Mais ses sujets sont variés, cela peut être un couple de riches devant le Waldorf Astoria, des New-yorkais lambda. Il est plus généralement sensible à la fragilité humaine, parfois avec humour, comme quand il surprend cette "Femme freudienne" aux yeux interrogateurs, qui cache la moitié de son visage derrière un tas de journaux et un gros livre sur le père de la psychanalyse.
 
Il photographie à l'instinct, tout en faisant preuve d'un grand souci de composition. D'un homme qui regarde vers le haut du Rockefeller Center, façade presque abstraite, on ne voit que le chapeau blanc, incliné vers l'arrière.
Louis Faurer, "Chômeur observant le Rockefeller Center, New York", 1947
 (Louis Faurer Estate)


Reflets, doubles expositions, surimpressions 

Louis Faurer fait toujours ses tirages lui-même. Parfois il joue avec des reflets, des doubles expositions ou des surimpressions, le flou ou le grain, nous perdant dans la poésie de la ville, sa ville, New York, qui aura été son sujet quasi unique. Il prend souvent ses photos de derrière une vitrine, une chaussure ou un mannequin flottent au-dessus de la silhouette  d'un passant.

Après quelques années passées à Londres, Paris et Montréal au début des années 1970, il y reviendra pour trouver une ville changée.
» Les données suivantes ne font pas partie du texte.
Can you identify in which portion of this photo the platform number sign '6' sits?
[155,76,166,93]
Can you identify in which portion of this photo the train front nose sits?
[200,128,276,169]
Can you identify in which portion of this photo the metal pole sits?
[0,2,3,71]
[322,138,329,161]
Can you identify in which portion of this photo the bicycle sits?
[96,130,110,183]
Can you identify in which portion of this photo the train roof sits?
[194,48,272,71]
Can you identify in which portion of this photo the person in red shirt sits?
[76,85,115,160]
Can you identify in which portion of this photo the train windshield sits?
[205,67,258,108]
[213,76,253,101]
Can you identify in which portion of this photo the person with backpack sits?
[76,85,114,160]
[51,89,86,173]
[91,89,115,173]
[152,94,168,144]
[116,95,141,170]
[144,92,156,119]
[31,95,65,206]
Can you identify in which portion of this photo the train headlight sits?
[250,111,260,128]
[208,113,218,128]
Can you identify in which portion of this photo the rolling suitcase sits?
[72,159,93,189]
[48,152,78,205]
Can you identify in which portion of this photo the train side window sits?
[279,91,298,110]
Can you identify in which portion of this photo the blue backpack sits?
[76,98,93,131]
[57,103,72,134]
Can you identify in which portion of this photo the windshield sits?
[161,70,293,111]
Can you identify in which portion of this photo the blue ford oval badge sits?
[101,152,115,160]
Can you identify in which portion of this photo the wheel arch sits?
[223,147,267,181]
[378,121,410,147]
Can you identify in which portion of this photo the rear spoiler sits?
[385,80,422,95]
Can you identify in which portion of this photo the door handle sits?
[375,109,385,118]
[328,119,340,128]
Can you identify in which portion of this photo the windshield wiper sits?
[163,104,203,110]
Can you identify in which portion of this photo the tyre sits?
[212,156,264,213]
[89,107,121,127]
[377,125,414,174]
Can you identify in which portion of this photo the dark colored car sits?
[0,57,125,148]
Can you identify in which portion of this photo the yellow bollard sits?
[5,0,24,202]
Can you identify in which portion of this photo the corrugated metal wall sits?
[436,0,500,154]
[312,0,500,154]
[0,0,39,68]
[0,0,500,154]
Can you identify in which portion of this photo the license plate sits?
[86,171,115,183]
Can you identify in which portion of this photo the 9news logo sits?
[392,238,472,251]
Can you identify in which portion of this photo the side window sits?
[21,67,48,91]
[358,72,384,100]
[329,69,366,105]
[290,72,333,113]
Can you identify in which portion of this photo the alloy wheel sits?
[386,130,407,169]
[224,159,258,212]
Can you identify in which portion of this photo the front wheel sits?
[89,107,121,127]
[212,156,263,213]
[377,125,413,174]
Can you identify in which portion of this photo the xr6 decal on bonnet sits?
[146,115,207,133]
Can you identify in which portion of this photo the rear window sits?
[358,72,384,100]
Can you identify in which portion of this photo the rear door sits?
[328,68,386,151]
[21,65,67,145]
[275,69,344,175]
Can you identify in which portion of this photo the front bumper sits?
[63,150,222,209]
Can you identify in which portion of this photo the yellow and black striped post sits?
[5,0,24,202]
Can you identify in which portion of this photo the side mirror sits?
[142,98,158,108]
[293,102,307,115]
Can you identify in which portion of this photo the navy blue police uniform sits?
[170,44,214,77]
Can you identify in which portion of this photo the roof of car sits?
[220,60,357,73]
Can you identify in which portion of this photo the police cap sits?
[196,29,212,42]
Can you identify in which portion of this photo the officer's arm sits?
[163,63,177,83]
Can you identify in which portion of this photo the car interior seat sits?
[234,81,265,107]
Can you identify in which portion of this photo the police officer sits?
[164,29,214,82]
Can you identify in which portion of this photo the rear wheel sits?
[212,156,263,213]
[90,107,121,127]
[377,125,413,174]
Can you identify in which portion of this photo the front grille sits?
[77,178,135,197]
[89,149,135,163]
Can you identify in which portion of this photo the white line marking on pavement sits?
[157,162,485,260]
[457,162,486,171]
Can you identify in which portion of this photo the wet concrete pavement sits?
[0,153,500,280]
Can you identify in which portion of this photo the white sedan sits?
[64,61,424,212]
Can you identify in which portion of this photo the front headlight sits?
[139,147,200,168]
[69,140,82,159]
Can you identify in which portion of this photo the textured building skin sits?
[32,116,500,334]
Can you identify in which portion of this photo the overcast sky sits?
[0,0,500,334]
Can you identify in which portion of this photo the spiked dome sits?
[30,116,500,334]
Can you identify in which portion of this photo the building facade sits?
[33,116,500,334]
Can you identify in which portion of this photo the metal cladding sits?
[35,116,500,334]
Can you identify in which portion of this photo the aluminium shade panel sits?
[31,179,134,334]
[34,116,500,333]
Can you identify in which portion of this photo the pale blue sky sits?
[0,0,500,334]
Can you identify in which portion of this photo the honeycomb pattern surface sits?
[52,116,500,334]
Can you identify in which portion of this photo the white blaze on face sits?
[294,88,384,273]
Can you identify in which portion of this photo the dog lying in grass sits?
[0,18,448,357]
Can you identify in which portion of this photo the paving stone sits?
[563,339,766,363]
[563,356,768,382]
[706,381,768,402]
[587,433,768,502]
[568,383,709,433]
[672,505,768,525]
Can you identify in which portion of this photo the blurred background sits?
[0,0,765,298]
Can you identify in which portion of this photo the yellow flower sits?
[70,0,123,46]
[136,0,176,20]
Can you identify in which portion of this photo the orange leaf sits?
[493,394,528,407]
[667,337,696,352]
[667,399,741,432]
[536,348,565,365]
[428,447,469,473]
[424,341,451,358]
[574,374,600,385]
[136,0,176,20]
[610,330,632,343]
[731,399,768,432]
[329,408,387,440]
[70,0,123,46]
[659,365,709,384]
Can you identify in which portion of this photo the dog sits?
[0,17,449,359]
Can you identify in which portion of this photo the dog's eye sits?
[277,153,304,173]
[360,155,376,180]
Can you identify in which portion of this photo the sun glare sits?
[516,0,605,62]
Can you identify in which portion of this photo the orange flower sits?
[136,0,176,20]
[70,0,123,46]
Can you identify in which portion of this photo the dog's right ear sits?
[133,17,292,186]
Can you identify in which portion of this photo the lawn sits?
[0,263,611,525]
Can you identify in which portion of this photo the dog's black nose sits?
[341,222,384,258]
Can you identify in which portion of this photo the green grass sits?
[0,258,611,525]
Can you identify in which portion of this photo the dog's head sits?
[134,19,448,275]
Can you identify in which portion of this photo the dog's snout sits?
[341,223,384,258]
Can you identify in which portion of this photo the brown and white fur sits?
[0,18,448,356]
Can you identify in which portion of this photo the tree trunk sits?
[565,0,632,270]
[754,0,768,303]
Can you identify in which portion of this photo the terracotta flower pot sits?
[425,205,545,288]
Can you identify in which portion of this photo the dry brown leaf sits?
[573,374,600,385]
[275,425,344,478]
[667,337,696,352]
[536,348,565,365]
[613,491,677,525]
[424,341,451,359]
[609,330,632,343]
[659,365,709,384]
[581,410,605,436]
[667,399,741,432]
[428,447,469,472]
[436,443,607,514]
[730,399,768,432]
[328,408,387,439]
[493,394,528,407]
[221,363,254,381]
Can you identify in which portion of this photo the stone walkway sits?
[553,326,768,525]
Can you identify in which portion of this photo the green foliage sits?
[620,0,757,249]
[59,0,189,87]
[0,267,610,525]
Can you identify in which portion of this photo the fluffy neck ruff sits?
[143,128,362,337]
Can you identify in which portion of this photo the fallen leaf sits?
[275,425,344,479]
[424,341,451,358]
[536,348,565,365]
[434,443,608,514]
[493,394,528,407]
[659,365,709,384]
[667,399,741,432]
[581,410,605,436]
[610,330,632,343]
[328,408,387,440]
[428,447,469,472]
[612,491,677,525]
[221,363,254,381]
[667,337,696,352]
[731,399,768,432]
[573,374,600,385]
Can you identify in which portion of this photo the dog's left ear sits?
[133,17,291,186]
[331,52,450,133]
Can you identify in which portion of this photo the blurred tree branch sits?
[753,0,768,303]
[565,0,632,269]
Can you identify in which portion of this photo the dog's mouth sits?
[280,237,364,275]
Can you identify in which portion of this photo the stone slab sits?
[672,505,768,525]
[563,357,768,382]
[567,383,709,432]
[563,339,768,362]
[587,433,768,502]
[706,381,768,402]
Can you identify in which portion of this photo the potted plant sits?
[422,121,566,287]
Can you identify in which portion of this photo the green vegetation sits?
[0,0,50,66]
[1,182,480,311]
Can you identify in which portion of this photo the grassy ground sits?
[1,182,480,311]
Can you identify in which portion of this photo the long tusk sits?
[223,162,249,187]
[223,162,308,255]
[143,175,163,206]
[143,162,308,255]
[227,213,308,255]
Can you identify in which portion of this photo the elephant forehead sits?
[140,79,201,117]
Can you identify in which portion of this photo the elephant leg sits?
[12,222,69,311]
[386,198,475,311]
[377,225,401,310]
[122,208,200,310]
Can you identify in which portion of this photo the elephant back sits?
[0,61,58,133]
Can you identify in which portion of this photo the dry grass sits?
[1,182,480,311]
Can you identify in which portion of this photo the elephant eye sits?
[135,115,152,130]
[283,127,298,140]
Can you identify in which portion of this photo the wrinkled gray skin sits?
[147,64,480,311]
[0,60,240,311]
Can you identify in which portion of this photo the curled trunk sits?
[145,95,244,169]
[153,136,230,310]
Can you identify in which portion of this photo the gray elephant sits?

L'âge d'or de son travail aura été les années 1940-1950.
 
L'exposition d'une centaine de tirages et documents à la Fondation Cartier-Bresson est l'occasion de découvrir ou redécouvrir le travail de celui que Robert Frank qualifiait d'"artiste extraordinaire", dont l'œil battait "au rythme de la rue new-yorkaise".